The EP opens with “Monday,” in which Vassallo grabs vainly at past memories as a means to recapture some form of lost happiness. She thinks back to when wearing a fun pair of socks and watching a properly scary movie were enough to put her in a good mood. Those days seem long gone as the intensity of making a living and finding joy in snatched moments between shifts takes its toll, leaving her weary and jaded. She hisses at those around her, blaming “your daddy’s capitalism” for the bind she’s in.

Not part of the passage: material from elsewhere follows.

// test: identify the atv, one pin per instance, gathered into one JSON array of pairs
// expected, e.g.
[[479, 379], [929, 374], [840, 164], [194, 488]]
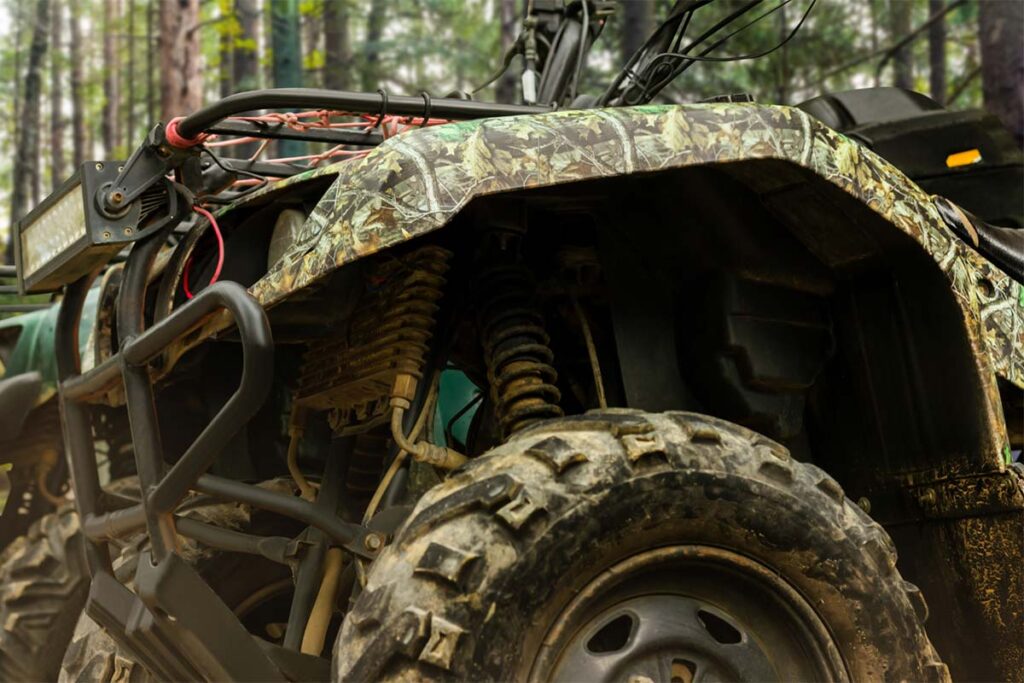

The rest of the band Joseph Skimmons (guitar), Paul Knepple (guitar), Ryan Duffin (bass), and Akiva Henig (drums) conjure up that helpless feeling of time sprinting by with pacy guitars and drums that move faster than another calendar month.

“Monday”’s clanging post-punk spirit is a world away from “Apollo,” the second and, for my money, best, track on the EP. Named after the god of sunlight and poetry, it’s a song about overcoming the fear of ending a relationship. There’s a lightness to this song that, nonetheless, matches the emotional heft of Vassallo’s words. Scared of being alone, she questions everything and almost cracks as she admits, “I always thought that I knew how to sing but you wrote the notes so I don’t know anything.” Lyrically and musically it reminds me a little of another New York band, The Stills, and their song “Changes Are No Good.” Both capture a temporary confidence being undercut by self-doubt. Only one was released in 2003 but they could easily have come out on the same day.

In a statement accompanying news of the EP, the band acknowledges the influence of densely populated city life on their work: “A crowd of people pressed closely together. To squeeze forcefully so as to damage, or distort in shape. To violently subdue. To bring about an overwhelming feeling of disappointment. A brief but intense infatuation for someone, especially someone unattainable. Crush is an intimate snapshot of a life and a commentary on human nature as a whole. It represents the dual and cyclical nature of love and loss. To have, to hold, to break, to burn.”

There is a lot to say about the soaring cost of inner-city life and how it affects both creativity and personal relationships. Some artists lean into the political backdrop to this increasingly unworkable situation while others use their music as a form of escape. Slow Fiction are fighting their way through a middle lane, trying their damnedest to find some kind of romance in an unforgiving environment.